I'm looking to understand why using stemming and stop words, results in worse results in my naive bayes classifier.
I have two files, positive and negative reviews, both of which have around 200 lines but with many words, possibly with 5000 words per line.
I have the following code that creates a bag of words and then I create two feature sets for training and testing, then I run it against the nltk classifier
word_features = list(all_words.keys())[:15000]
testing_set = featuresets[10000:]
training_set = featuresets[:10000]
nbclassifier = nltk.NaiveBayesClassifier.train(training_set)
print((nltk.classify.accuracy(nbclassifier, testing_set))*100)
nbclassifier.show_most_informative_features(30)
This produces around 45000 words and has an accuracy of 85%.
I've looked at adding stemming (PorterStemmer) and removing stop words in my training data, but when I run the classifier again I now get 205 words and a 0% accuracy in my classifier and while testing other classifiers the script generates errors
Traceback (most recent call last):
File "foo.py", line 108, in <module>
print((nltk.classify.accuracy(MNB_classifier, testing_set))*100)
File "/Library/Python/2.7/site-packages/nltk/classify/util.py", line 87, in accuracy
results = classifier.classify_many([fs for (fs, l) in gold])

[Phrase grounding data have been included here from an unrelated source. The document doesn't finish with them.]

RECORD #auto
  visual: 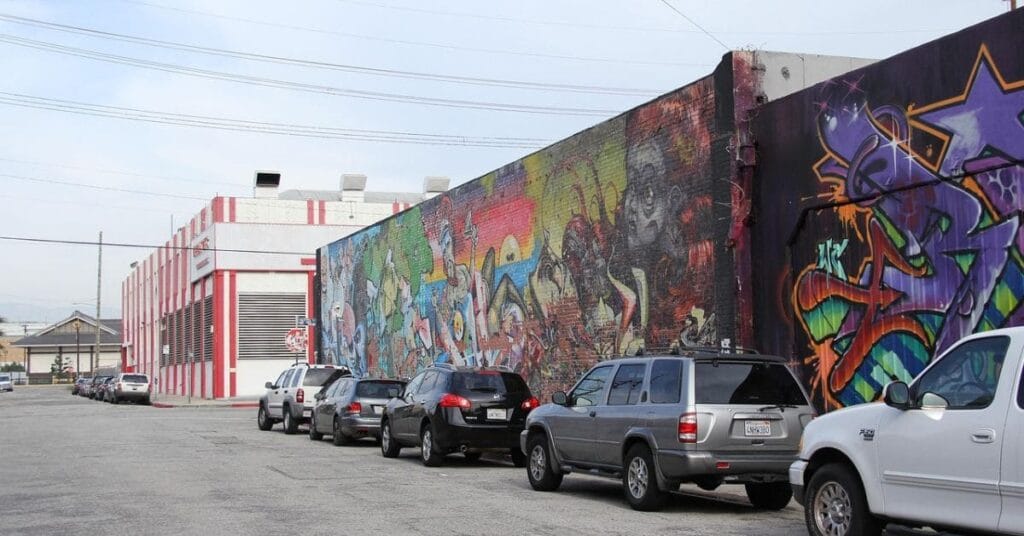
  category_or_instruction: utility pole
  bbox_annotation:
[94,231,103,374]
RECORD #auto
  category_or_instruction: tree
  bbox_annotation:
[1,362,25,372]
[50,354,71,379]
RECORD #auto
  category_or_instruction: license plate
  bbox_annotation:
[373,406,383,415]
[486,408,507,420]
[744,420,772,437]
[131,388,138,391]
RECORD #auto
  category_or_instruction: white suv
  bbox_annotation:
[257,364,349,434]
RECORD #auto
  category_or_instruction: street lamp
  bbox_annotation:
[72,318,81,378]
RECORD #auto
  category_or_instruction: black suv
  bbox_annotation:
[379,364,540,467]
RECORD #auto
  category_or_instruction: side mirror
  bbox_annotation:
[882,381,910,410]
[265,381,275,389]
[314,392,325,401]
[552,391,568,406]
[920,392,949,410]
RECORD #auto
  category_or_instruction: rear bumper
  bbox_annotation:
[656,449,796,482]
[287,404,315,422]
[433,420,524,452]
[115,390,151,401]
[339,415,383,438]
[789,460,808,506]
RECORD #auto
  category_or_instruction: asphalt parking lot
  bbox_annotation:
[0,387,947,536]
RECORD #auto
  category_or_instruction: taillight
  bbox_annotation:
[296,388,305,403]
[521,396,540,411]
[678,413,698,443]
[438,393,471,409]
[346,402,362,414]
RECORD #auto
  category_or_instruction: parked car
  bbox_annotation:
[791,328,1024,536]
[72,377,90,395]
[257,364,350,434]
[380,364,539,467]
[310,377,406,445]
[0,374,12,392]
[108,373,151,405]
[522,350,814,511]
[97,377,116,402]
[88,376,110,399]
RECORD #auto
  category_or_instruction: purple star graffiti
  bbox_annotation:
[914,53,1024,176]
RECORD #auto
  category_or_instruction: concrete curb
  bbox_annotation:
[151,401,259,409]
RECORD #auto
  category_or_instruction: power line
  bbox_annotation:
[1,172,211,200]
[117,0,705,68]
[658,0,730,51]
[1,234,316,256]
[0,156,249,190]
[0,13,662,97]
[0,33,620,117]
[0,92,552,148]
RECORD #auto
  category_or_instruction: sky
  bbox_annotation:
[0,0,1012,323]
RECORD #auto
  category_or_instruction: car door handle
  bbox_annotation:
[971,429,996,444]
[589,410,597,417]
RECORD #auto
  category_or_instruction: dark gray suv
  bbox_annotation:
[521,350,814,511]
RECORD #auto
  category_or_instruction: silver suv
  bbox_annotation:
[521,350,814,511]
[257,364,349,434]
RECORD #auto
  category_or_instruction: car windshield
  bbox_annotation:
[355,381,404,398]
[302,368,341,387]
[452,371,529,395]
[0,375,10,381]
[695,361,807,405]
[122,375,148,383]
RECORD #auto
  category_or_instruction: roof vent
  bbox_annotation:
[254,171,281,198]
[423,176,449,200]
[341,173,367,202]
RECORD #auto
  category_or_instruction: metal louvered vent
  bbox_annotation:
[238,293,306,360]
[202,296,213,362]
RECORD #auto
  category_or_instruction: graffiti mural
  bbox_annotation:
[319,80,721,397]
[789,45,1024,409]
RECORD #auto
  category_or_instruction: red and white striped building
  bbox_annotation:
[121,173,446,399]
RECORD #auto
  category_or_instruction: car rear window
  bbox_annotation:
[122,375,148,383]
[356,381,404,398]
[695,362,806,405]
[303,368,340,387]
[452,371,529,395]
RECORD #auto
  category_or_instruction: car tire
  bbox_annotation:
[282,406,299,435]
[380,420,401,458]
[526,433,563,492]
[463,452,482,463]
[805,463,882,536]
[623,443,666,511]
[257,404,274,431]
[309,415,324,441]
[510,448,528,468]
[420,424,444,467]
[332,416,353,446]
[745,482,792,510]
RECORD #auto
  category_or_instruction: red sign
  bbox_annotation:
[285,328,307,353]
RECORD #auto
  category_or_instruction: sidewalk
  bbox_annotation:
[150,393,259,409]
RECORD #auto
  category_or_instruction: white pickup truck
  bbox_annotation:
[790,327,1023,536]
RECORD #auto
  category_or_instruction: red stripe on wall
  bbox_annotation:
[318,200,326,224]
[306,199,315,224]
[213,271,224,399]
[307,271,315,364]
[392,201,399,214]
[229,271,237,397]
[200,208,207,231]
[229,197,236,222]
[212,197,224,223]
[300,257,317,266]
[200,276,206,399]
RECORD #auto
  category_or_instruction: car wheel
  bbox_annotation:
[380,420,401,458]
[745,482,792,510]
[623,443,666,511]
[332,416,353,446]
[526,433,563,492]
[420,424,444,467]
[257,405,274,431]
[805,463,882,536]
[308,415,324,441]
[463,452,482,463]
[111,395,118,405]
[282,407,299,435]
[510,448,527,468]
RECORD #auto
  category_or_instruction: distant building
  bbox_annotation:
[10,311,120,383]
[121,172,446,399]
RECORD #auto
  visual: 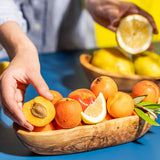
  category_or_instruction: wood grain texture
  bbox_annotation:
[80,54,160,92]
[13,114,153,155]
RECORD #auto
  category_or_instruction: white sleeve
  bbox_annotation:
[0,0,27,52]
[0,0,27,33]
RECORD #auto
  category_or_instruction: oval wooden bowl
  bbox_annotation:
[13,114,154,155]
[80,54,160,92]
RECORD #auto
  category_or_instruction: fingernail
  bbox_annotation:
[24,123,34,131]
[46,91,53,100]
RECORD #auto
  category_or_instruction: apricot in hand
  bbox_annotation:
[23,96,56,127]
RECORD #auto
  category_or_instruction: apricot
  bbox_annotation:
[50,90,63,104]
[131,80,160,103]
[54,98,82,129]
[68,88,96,111]
[90,76,118,100]
[23,96,56,127]
[107,92,134,118]
[53,120,82,130]
[33,122,55,132]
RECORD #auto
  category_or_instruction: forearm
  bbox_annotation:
[0,21,37,61]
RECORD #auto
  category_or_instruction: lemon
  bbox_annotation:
[132,51,160,77]
[0,61,10,75]
[116,14,153,54]
[81,92,106,124]
[91,47,135,75]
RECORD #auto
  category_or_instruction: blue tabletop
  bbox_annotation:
[0,50,160,160]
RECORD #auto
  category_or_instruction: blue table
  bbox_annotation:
[0,51,160,160]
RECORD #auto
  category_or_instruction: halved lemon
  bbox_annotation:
[81,92,106,124]
[116,14,153,54]
[0,61,10,75]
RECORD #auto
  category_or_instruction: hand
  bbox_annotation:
[85,0,158,33]
[0,22,53,131]
[0,48,53,131]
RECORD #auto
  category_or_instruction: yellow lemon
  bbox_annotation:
[91,47,135,75]
[0,61,10,75]
[81,92,106,124]
[132,51,160,77]
[116,14,153,54]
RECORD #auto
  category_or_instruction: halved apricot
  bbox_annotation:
[23,96,56,127]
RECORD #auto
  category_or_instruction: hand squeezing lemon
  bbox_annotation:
[116,14,153,54]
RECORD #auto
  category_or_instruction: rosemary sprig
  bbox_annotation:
[133,95,160,126]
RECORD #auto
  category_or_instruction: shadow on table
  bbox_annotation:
[0,116,36,156]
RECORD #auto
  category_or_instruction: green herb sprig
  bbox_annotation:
[133,95,160,126]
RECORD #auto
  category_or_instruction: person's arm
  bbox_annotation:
[0,8,53,131]
[85,0,158,34]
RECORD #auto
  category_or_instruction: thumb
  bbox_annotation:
[30,73,53,100]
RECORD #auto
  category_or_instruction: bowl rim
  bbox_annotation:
[79,54,160,80]
[13,114,139,136]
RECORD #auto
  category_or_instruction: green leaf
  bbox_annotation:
[134,107,159,126]
[136,102,160,114]
[133,95,147,105]
[136,101,154,106]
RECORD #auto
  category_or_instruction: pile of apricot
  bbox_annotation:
[22,76,160,132]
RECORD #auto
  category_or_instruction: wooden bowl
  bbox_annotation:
[13,114,154,155]
[80,54,160,92]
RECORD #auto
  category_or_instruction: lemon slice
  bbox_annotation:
[81,92,106,124]
[116,14,153,54]
[0,61,10,75]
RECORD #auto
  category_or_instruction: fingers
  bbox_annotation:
[138,9,158,34]
[1,93,34,131]
[29,73,53,101]
[148,44,154,51]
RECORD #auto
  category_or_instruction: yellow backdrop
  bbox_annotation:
[95,0,160,47]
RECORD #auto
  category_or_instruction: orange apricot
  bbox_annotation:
[50,90,63,104]
[107,91,134,118]
[54,98,82,129]
[33,122,55,132]
[23,96,56,127]
[90,76,118,100]
[131,80,160,103]
[68,88,96,111]
[53,120,82,130]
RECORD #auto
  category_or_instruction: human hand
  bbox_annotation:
[0,22,53,131]
[85,0,158,34]
[0,48,53,131]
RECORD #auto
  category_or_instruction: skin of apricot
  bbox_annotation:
[68,88,96,111]
[107,92,134,118]
[53,120,82,130]
[90,76,118,100]
[50,90,63,104]
[131,80,160,103]
[54,98,82,129]
[33,122,55,132]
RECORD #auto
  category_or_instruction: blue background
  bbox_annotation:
[0,48,160,160]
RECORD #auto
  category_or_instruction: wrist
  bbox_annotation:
[0,21,37,60]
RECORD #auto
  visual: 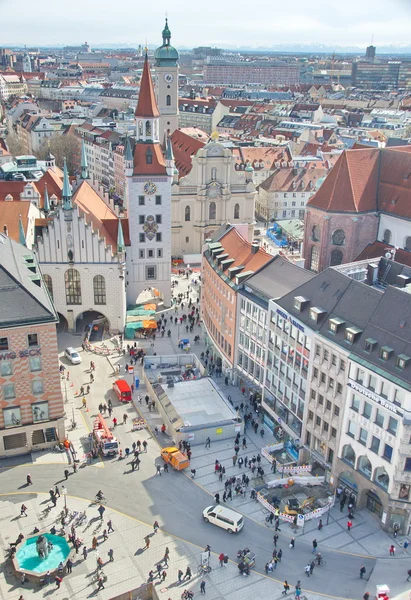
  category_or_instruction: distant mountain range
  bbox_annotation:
[5,42,411,56]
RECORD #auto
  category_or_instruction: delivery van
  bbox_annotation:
[161,447,190,471]
[203,505,244,533]
[113,379,132,402]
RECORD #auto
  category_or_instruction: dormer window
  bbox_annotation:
[146,148,153,165]
[329,317,345,333]
[294,296,309,312]
[380,346,393,361]
[364,338,377,353]
[345,326,362,344]
[309,307,326,323]
[397,354,410,370]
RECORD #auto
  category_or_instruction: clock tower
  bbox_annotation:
[154,19,179,137]
[125,54,173,307]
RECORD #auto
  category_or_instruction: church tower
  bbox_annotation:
[154,19,179,137]
[125,54,173,307]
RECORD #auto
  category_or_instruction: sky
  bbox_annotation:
[1,0,411,48]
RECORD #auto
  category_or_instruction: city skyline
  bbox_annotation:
[1,0,411,48]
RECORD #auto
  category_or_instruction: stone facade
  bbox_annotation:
[303,207,379,272]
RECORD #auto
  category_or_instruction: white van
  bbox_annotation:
[202,505,244,534]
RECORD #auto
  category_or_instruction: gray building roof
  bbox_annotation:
[240,255,315,309]
[275,266,411,389]
[0,233,57,328]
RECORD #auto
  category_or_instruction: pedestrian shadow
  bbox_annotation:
[17,483,31,489]
[135,548,145,556]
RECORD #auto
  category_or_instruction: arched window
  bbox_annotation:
[374,466,389,491]
[166,94,171,106]
[185,205,191,222]
[330,249,343,266]
[65,268,81,305]
[312,225,320,242]
[185,237,189,243]
[405,236,411,251]
[234,203,240,219]
[211,167,217,181]
[332,229,345,246]
[309,245,319,272]
[43,274,53,300]
[358,455,372,479]
[146,120,152,138]
[93,275,106,305]
[209,201,216,220]
[342,444,356,466]
[383,229,392,244]
[138,120,143,137]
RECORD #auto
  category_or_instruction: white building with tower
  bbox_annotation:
[154,19,179,138]
[125,54,173,307]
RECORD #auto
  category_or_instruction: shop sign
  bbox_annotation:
[216,428,223,435]
[348,380,403,416]
[276,309,305,333]
[0,348,41,360]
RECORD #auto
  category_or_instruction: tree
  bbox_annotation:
[38,132,81,174]
[6,131,25,157]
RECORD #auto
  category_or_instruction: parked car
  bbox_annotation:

File "/Library/Python/2.7/site-packages/nltk/classify/scikitlearn.py", line 83, in classify_many
X = self._vectorizer.transform(featuresets)
File "/Library/Python/2.7/site-packages/sklearn/feature_extraction/dict_vectorizer.py", line 293, in transform
return self._transform(X, fitting=False)
File "/Library/Python/2.7/site-packages/sklearn/feature_extraction/dict_vectorizer.py", line 184, in _transform
raise ValueError("Sample sequence X is empty.")
ValueError: Sample sequence X is empty.
I don't understand why adding stemming and or removing stop words breaks the classifier?